フジテレビの視聴率が下がったことで、スポンサーが離れた。どこへ行ったかというとテレビ朝日に行った。テレビ朝日は、このところ視聴率2位だが、かつては「ふりむけばテレビ東京」といわれるほど、視聴率が悪かった。そのせいで、長いことCM料を安くせざるをえなかった。
調子が良くなってCM料を上げたかというと、上げなかった。おつきあいもあるし、このところのテレビ全体の衰退で上げようにも上げられなかったのである。据え置いた。
フジテレビはそのむかし「視聴率三冠王」を続けてきた局なので、CM料を上げ続けてきた。その間はバブルを挟む時期でもあったので上げるのも容易だった。スポンサーが列をなしてCM枠を売ってくれと列に並んでいたのだ。
電通も博報堂も列を煽った。イメージで表現すると、フジテレビが1分130円で売っていたとすれば、テレビ朝日は80円で売っていた。ところが、スポンサーは、このところこぞって1分80円のCMのほうを買うようになった。

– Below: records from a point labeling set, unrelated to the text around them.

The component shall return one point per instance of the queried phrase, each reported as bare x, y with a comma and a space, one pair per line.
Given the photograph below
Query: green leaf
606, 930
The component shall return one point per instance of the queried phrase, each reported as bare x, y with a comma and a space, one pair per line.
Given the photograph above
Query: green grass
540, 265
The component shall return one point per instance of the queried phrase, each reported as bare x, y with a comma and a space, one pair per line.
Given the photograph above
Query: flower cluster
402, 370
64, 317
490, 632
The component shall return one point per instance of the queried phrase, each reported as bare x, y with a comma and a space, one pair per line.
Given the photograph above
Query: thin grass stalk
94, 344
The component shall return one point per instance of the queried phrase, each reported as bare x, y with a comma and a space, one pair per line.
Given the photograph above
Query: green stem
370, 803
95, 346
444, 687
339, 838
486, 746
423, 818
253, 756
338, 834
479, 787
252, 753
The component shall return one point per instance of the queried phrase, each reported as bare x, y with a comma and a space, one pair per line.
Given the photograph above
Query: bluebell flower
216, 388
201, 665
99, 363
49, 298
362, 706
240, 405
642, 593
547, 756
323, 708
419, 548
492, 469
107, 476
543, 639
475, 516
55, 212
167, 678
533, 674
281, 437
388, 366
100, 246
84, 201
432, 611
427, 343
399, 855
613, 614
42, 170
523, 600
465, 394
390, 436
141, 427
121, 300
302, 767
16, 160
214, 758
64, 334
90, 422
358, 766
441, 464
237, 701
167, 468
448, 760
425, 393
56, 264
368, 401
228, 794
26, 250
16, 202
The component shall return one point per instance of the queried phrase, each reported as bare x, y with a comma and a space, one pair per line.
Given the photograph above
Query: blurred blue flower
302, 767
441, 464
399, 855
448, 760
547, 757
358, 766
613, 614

そうなれば、もう価格競争である。安売りには安売りで対抗するマイナススパイアラルにハマっていく。つまり、テレビ界全体の売り上げは減っていく。テレビ界全体の凋落は加速する。
この状態を喜ぶテレビ局員はいない。
昔の労働争議の労使協調路線なら15%の賃金カットを組合は受け入れます。とでもなるのだろうか。この加速をどうはねのければいいか。テレビ局が持っている資産はソフト制作能力である。
何もそれを自局のためだけに使う必要はないのである。